London landlords test sales market as budget looms

Tom Bill, head of UK residential research at Knight Frank, looks at how proposed property tax hikes and stricter regulations may drive landlords from the market, tightening rental supply and pushing rents higher.

Related topics:  Landlords,  London,  Knight Frank
Tom Bill | Knight Frank
8th September 2025
To Let 925

The government reportedly wants to increase property taxes to help plug its £40 billion fiscal hole, but landlords have already demonstrated that such plans can have unintended consequences.

As a result of recent initiatives, some are leaving the sector, which has put upward pressure on rents.

The first example of this is the Renter’s Rights Bill, which is designed to protect tenants but, from a landlord’s perspective, could also make regaining possession of a property more onerous and raise the risk of void periods.

Second, stricter green regulations mean that rented properties must have an EPC C rating by 2030, which will mean more upfront investment.

It is therefore not difficult to imagine the reaction of landlords when a proposal was floated last month to charge them national insurance on rental income.

As well as the harsh economic reality for tenants of lower supply, those landlords that stay may pass on such extra costs in other ways.

“Some landlords have been spooked and are looking to sell,” said David Mumby, head of prime central London lettings at Knight Frank. “If the muted sales market means they can’t achieve their asking price, a number will come back to lettings. And that could accelerate quite quickly if November’s Budget puts further pressure on the sales market.”

Despite the prospect of more landlords returning, the switch to sales has become more apparent in recent months. 

The number of new lettings properties coming to the London market in the year to August was 8% below the previous 12-month period, Knight Frank data shows.

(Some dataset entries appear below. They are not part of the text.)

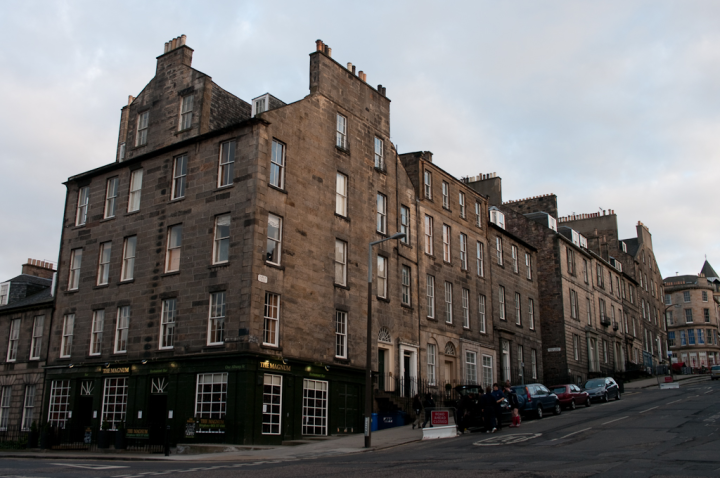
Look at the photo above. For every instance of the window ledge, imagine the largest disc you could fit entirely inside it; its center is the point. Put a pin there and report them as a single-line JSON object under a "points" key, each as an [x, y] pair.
{"points": [[274, 266]]}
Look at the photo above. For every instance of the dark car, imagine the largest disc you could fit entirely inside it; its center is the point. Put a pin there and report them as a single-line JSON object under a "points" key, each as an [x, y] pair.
{"points": [[602, 389], [474, 418], [535, 399], [570, 395]]}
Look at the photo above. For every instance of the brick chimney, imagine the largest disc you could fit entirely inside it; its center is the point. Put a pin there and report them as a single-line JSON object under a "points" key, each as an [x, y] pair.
{"points": [[175, 52], [38, 268]]}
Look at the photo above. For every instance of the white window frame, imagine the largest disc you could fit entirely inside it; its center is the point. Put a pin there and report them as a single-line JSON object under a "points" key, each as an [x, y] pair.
{"points": [[173, 253], [341, 132], [427, 184], [67, 335], [274, 240], [135, 194], [216, 318], [448, 302], [36, 341], [226, 163], [13, 340], [446, 243], [466, 307], [277, 165], [221, 240], [128, 265], [379, 154], [482, 313], [340, 334], [96, 332], [382, 274], [180, 164], [104, 263], [82, 205], [430, 293], [168, 320], [75, 265], [122, 329], [381, 213], [272, 409], [405, 276], [428, 235], [341, 194], [340, 262], [143, 119], [271, 322], [186, 109]]}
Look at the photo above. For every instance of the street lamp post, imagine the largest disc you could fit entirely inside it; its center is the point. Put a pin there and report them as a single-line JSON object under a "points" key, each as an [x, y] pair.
{"points": [[368, 358]]}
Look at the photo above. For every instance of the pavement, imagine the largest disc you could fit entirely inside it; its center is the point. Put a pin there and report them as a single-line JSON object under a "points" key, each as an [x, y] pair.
{"points": [[330, 446], [653, 382]]}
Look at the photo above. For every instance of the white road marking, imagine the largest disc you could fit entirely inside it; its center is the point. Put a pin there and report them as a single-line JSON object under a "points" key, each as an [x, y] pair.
{"points": [[621, 418], [91, 467], [575, 433]]}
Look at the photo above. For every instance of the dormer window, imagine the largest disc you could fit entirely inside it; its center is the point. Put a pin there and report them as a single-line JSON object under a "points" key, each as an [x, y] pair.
{"points": [[186, 112], [260, 104], [4, 293], [497, 217]]}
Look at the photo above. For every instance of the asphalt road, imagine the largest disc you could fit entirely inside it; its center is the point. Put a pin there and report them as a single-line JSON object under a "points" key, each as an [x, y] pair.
{"points": [[646, 433]]}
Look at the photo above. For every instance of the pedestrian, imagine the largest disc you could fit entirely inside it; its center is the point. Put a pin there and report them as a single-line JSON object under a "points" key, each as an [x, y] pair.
{"points": [[429, 404], [498, 397], [417, 406], [514, 406], [487, 402]]}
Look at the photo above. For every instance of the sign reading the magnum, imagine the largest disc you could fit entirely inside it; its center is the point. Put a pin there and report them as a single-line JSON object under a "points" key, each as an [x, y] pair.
{"points": [[117, 370], [275, 366]]}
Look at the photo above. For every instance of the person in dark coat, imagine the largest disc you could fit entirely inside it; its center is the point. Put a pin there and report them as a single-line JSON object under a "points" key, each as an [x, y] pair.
{"points": [[487, 402], [498, 397], [417, 406], [429, 403]]}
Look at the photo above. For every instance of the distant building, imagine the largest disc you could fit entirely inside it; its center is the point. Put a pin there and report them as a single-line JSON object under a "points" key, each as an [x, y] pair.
{"points": [[26, 310], [691, 311]]}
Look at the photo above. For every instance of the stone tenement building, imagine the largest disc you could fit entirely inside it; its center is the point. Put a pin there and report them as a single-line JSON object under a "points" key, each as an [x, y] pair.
{"points": [[213, 277], [26, 310], [584, 329], [636, 259], [691, 304]]}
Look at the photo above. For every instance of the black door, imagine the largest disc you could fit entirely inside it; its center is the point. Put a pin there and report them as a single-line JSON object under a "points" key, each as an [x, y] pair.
{"points": [[157, 414]]}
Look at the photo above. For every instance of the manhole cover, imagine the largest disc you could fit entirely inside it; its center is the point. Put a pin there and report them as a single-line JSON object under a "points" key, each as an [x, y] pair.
{"points": [[507, 439]]}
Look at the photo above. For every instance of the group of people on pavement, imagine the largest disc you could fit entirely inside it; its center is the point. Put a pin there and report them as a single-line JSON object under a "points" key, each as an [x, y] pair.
{"points": [[488, 405]]}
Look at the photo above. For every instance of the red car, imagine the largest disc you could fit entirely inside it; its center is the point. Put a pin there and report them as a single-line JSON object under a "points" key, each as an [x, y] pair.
{"points": [[570, 396]]}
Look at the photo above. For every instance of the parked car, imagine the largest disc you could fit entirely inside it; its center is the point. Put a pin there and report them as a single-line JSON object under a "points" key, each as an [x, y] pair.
{"points": [[535, 399], [570, 395], [475, 418], [602, 389]]}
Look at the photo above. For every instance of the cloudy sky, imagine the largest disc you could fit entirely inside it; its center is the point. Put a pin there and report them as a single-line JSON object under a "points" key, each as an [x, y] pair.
{"points": [[612, 105]]}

Meanwhile, the equivalent change in properties on the sales market was +10%. Listings data in the capital from Rightmove paints a similar picture.

And as supply slips, rental value growth continues to hold firm.

Rents grew by an average of 2% in prime outer London in the year to August, which was the strongest figure since October 2024. An increase of 1.8% over a period of six months was the strongest such rise in 18 months.

Meanwhile, in prime central London, average rents rose by 1.5% over the year to August, which was the second-highest rise over the last 12 months.

Those drawing up the Budget and reportedly considering the National Insurance rise will hopefully remember the simple rule that if you tax an activity, you get less of it. If they don’t, it certainly won’t make life easier for tenants.